Türkiye açısından imalat sanayinin sancılı bir süreç yaşadığı açık. AKP’li yıllarda (2002-2013) imalat sanayinin milli gelir içindeki payı yüzde 20’den yüzde 18’e gerilemiş. Söz konusu oran aynı dönem için Güney Kore’de yüzde 27’den yüzde 31’e, Polonya’da yüzde 16’dan yüzde 18’e, Almanya’da yüzde 21’den yüzde 22’ye yükselmiş. Buna karşın dünya ortalamasında ve dünyanın pek çok ülkesinde sanayinin payında ciddi bir azalmanın olduğu görülüyor. Düşük katma değer yaratan sektörlerden değer zincirlerinin görece daha üst basamaklarına tırmanma  mücadelesi veren Türkiye, bir tek kar oranlarında önemli bir mesafe kat etmiş durumda. Türkiye sermayedarına en çok kazandıran ülkeler arasında. 6 yıllık ortalamalar dikkate alındığında kar oranları zirvelerde dolaşıyor. İmalat sektöründeki oranlar pek çok Avrupa ülkesindeki sermayedarların gözlerini kamaştırıyor. En yüksek kar oranının olduğu sektör ise madencilik ve taş ocakçılığı. Sizce tesadüf mü?

Soma gerçeğinden baktığımızda kan ile kar arasındaki ilişki son derece açık. Ortalama yüzde 3,9 olan faaliyet karı madencilik ve taş ocakcılığında yüzde 15,5.

Soma içimizde kapanmaz bir yara. Hep hatırlamamız gereken bir acı. Sorumlularının asla unutulmaması gereken bir katliam. 13 Mayıs kapitalizmin yani para-malcı sistemin yarattığı acımasız sistemin ortaya serildiği bir tarih.

İşçi sınıfı bu tarihi asla unutmamalı. Bu ülkede yaşayanlar bu tarihi asla unutmamalı.

7 Haziran seçimlerine giderken sıklıkla ve ısrarla Soma gündemimizde olmalı.

İş cinayetlerinde kaybettiklerimizin anısı bize bunu söylüyor.

Hiç unutmayalım. Hiç unutmayalım.

İşçi Sağlığı ve İş Güvenliği Meclisi’nin raporuna göre AKP döneminde 15 bin işçi iş cinayetlerinde hayatını kaybetti. Unutmayalım!
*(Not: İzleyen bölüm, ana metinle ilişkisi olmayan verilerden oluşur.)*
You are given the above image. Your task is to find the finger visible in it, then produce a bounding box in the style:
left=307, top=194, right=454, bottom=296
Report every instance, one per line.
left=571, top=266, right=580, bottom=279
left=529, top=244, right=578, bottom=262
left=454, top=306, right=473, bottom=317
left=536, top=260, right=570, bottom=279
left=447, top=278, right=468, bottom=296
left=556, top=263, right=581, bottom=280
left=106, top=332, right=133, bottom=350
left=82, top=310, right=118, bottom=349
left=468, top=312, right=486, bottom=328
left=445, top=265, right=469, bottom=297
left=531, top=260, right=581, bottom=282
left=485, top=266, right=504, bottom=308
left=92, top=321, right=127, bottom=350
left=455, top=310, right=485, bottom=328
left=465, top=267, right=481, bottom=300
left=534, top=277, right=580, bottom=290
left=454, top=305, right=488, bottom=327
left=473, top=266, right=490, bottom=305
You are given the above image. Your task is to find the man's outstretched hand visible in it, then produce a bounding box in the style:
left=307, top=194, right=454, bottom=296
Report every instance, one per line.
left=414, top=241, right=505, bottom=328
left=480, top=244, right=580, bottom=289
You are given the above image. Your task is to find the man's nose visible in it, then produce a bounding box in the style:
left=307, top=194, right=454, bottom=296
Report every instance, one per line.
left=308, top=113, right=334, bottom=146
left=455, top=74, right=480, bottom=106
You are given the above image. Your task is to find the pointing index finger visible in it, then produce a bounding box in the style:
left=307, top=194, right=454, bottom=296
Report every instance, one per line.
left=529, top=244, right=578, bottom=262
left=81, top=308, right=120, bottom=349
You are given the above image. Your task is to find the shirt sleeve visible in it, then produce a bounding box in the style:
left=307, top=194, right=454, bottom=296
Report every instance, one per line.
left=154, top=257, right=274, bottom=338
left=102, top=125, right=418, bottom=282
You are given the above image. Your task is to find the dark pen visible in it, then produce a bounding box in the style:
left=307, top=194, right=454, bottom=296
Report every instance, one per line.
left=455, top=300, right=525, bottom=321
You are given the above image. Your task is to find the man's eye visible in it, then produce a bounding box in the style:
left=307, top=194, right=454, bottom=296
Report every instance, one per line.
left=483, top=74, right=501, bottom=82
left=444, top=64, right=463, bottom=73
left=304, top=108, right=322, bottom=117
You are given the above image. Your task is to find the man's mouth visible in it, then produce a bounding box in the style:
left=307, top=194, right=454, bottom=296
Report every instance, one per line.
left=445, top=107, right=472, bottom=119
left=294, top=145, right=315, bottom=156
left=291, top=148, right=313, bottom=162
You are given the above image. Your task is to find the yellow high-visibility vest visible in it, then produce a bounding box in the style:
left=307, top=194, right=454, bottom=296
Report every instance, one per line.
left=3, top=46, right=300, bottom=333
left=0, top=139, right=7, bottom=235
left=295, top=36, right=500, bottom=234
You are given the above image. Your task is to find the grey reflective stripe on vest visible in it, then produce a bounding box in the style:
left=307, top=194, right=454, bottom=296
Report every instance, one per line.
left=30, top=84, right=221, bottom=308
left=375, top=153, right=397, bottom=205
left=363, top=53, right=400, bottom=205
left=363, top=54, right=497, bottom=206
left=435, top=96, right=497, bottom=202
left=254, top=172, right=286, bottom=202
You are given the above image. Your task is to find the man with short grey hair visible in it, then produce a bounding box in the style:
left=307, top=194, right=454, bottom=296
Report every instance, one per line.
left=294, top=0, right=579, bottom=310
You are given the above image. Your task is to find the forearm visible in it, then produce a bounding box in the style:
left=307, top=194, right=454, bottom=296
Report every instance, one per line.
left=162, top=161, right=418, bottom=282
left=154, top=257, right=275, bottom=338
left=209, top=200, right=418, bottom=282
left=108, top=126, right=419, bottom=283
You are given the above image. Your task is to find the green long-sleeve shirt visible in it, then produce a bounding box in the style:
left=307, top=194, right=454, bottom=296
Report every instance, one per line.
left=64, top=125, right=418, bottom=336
14 Mart 2013 tarihinde Adana’da haftalığı 100 TL’ye çalıştığı fabrikada kafası pres makinesine sıkışarak ölen 13 yaşındaki çocuk işçi Ahmet Yıldız’ı unutmayalım.

Ayakkabı kutuları, kömür torbaları, araziler, ihaleler, ölüm. Hepsi yan yana. Unutmayalım!
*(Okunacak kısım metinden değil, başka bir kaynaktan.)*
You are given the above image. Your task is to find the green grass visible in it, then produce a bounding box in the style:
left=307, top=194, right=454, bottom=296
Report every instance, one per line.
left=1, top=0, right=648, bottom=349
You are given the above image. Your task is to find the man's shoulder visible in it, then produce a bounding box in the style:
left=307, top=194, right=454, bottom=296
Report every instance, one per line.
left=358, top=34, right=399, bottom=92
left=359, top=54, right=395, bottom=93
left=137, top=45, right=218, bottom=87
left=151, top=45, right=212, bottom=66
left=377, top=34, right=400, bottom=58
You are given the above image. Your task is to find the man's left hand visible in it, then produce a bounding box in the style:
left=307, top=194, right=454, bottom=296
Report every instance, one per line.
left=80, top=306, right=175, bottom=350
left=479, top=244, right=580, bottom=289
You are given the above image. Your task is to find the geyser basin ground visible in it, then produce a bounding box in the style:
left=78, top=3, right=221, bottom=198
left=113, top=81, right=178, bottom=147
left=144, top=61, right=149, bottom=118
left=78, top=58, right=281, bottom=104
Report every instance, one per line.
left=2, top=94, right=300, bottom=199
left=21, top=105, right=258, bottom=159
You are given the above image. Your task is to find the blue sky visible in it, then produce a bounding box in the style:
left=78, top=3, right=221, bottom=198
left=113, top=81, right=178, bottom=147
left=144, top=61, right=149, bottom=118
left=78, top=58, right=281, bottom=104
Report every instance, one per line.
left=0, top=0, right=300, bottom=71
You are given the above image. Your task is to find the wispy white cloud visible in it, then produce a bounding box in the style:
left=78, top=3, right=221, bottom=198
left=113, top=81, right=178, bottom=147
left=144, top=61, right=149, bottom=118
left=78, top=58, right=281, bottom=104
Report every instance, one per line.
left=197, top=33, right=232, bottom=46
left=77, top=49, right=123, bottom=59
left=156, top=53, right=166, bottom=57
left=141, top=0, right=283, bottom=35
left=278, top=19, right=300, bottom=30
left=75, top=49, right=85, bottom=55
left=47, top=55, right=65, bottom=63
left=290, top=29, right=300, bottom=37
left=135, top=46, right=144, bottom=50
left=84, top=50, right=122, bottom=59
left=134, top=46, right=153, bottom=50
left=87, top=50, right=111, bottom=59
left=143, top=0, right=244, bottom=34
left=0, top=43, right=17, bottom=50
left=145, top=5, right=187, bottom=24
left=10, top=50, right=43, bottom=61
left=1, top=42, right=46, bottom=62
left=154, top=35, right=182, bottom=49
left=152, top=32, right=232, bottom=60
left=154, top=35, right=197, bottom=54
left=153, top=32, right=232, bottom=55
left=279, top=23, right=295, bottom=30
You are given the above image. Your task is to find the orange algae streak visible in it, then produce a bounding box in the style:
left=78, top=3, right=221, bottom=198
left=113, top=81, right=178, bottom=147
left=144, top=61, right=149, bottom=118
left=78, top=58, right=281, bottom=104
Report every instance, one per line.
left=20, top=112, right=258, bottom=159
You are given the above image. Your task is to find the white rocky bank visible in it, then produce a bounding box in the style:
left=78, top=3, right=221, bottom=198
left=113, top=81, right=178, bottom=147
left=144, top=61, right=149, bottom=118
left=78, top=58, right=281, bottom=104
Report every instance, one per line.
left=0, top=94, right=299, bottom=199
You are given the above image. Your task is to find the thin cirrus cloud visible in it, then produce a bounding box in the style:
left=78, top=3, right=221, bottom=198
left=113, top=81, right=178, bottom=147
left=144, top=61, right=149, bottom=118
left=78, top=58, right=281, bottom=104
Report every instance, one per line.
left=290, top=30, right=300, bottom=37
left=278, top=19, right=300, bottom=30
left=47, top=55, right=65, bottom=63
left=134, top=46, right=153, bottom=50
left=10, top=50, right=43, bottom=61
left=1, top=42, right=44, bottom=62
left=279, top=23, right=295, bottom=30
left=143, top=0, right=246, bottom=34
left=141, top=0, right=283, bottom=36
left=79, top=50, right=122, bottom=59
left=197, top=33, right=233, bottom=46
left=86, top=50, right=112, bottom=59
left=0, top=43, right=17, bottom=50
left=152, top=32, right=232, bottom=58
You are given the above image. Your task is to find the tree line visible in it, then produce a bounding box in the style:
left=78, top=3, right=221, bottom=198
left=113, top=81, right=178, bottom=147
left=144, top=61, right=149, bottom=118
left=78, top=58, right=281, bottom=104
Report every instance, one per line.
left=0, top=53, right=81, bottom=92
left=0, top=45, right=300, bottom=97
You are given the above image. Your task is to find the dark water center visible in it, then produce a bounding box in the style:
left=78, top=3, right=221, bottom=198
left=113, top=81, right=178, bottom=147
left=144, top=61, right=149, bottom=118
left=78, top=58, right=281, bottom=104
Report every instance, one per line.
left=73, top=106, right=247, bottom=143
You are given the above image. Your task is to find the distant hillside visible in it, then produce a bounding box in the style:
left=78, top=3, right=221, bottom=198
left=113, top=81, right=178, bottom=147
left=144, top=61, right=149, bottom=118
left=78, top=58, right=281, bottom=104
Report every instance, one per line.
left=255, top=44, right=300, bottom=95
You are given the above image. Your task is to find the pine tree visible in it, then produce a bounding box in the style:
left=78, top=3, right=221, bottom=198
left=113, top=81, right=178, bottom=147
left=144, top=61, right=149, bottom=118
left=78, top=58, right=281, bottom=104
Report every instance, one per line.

Birilerinin saltanatı, sarayları, hanları için zenginliği için yapılan zulmü unutmayalım.

Bu yüzden 1 Mayıs’ın işçi sınıfının birlik, mücadele ve dayanışma gününün temel gündemi Soma olmalı. İş cinayetleri evet fıtrat, kurulan sistemin fıtratı. O yüzden unutmayalım. Hiç unutmayalım.